In my last job, I headed up a very talented team that spent a huge part of their time trying to support small business users with Exchange and Outlook as their mail platform. So, when I was asked to "fix our mail and calendar issues" at my new gig the first thing I did was get rid of exchange and Outlook.
I signed us up for Google Apps Premium Edition. We get to use our own domain, get state of the art web mail with POP and IMAP access, bullet proof and super slick calendaring, support for blackberries and iPhones, a home portal page, document sharing, and much more for $50 per user per year. We can manage it all with a web based interface. We get Postini archiving and policy management included for free. It's really a great deal.

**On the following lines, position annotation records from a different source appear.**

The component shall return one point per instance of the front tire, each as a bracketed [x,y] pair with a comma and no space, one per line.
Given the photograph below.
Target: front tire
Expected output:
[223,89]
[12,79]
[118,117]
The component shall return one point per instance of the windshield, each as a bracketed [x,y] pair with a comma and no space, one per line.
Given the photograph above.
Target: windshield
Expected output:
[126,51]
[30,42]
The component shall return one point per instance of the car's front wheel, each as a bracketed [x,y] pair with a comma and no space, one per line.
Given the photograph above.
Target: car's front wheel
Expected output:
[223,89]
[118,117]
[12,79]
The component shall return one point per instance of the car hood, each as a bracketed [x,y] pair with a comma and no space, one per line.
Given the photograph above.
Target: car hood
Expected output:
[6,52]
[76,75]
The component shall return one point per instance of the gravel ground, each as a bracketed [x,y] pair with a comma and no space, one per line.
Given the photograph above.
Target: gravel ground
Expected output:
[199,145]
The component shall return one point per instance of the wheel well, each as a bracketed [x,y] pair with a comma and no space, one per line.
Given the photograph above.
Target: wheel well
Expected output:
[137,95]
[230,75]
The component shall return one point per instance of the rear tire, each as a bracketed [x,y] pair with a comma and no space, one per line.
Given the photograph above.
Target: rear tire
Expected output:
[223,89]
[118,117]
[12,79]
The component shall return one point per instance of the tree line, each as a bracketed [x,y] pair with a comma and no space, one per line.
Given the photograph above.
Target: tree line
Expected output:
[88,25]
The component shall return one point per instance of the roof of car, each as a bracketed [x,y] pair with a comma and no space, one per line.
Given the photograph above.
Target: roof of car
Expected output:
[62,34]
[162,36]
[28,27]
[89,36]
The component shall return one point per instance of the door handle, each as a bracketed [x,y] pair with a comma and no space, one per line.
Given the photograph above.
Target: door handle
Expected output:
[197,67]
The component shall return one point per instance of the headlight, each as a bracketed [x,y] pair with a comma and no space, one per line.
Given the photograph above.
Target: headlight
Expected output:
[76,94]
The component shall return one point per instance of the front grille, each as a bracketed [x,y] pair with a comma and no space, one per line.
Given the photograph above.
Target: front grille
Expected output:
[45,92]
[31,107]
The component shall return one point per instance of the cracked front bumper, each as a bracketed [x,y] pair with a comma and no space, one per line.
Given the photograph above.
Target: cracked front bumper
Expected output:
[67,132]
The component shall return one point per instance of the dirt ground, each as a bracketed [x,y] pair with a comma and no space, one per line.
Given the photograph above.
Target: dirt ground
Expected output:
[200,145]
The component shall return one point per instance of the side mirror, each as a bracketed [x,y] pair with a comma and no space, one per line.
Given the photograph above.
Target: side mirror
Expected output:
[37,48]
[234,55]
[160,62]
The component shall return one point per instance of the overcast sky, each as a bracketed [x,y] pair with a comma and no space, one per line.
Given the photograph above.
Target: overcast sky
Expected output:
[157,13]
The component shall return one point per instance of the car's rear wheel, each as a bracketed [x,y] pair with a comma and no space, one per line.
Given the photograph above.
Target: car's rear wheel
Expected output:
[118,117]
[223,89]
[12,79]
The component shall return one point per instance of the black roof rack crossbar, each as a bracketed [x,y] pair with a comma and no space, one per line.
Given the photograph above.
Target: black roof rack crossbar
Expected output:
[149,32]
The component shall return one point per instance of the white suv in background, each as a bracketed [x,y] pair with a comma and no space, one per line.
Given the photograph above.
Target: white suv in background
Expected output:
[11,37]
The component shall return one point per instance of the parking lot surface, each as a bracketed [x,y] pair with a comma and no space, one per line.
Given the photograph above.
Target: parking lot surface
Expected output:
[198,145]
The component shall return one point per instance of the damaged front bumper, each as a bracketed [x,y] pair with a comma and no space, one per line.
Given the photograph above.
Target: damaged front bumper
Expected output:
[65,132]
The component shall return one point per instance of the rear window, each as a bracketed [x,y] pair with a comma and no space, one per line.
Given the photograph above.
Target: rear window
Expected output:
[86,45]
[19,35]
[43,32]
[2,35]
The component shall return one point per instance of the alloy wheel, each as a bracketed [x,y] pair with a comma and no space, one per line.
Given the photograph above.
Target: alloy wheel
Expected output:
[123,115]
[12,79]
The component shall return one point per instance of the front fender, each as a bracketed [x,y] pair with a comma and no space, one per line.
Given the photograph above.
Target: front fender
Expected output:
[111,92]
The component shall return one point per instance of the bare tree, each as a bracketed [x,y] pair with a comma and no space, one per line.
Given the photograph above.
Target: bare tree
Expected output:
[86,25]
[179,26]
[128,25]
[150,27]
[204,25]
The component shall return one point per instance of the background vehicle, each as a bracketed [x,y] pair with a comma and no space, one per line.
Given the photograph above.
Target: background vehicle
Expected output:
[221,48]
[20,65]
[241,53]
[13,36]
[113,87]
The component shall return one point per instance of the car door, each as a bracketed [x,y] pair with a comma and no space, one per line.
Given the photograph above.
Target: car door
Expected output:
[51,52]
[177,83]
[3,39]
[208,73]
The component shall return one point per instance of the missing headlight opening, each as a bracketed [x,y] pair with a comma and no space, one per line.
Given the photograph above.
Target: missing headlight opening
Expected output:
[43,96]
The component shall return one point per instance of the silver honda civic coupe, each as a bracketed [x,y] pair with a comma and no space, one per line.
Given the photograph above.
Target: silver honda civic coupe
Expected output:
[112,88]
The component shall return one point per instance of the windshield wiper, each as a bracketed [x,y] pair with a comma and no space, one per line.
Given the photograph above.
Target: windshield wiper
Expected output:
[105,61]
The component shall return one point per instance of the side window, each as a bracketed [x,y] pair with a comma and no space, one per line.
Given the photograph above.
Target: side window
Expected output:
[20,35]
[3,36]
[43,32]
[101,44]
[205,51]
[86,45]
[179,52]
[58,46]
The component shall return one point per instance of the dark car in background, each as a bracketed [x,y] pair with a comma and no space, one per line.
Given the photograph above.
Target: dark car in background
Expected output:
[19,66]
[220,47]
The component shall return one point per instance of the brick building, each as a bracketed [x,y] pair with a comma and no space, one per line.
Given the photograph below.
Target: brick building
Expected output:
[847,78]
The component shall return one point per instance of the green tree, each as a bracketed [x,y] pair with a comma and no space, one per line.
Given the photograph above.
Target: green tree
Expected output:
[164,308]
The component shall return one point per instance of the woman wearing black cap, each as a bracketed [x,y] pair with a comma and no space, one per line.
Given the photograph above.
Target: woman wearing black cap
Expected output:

And the nicest thing about it is that end user support is almost non-existent. Who doesn't know how to use Gmail? Now, people can still use a mail client if they want but that's their business and I don't have to support it. To provision an account I just set them up with one form and send them to start.ourdomain.com and they have all the links to all of our systems in one place. No client config instructions, nothing.
So one of our change-resistant users went back to Outlook via IMAP earlier this week. Today she said she went back to the google mail web interface because Outlook did not route some of her mail out yesterday. There are tons of reasons this can happen and I'm glad I don't need to spend time investigating them or dreading people moving to Outlook 2007 and whatnot.
Free at last! (well, $50/year/user anyway)
1 comment:
that's genius. I think everyone should set Outlook on fire!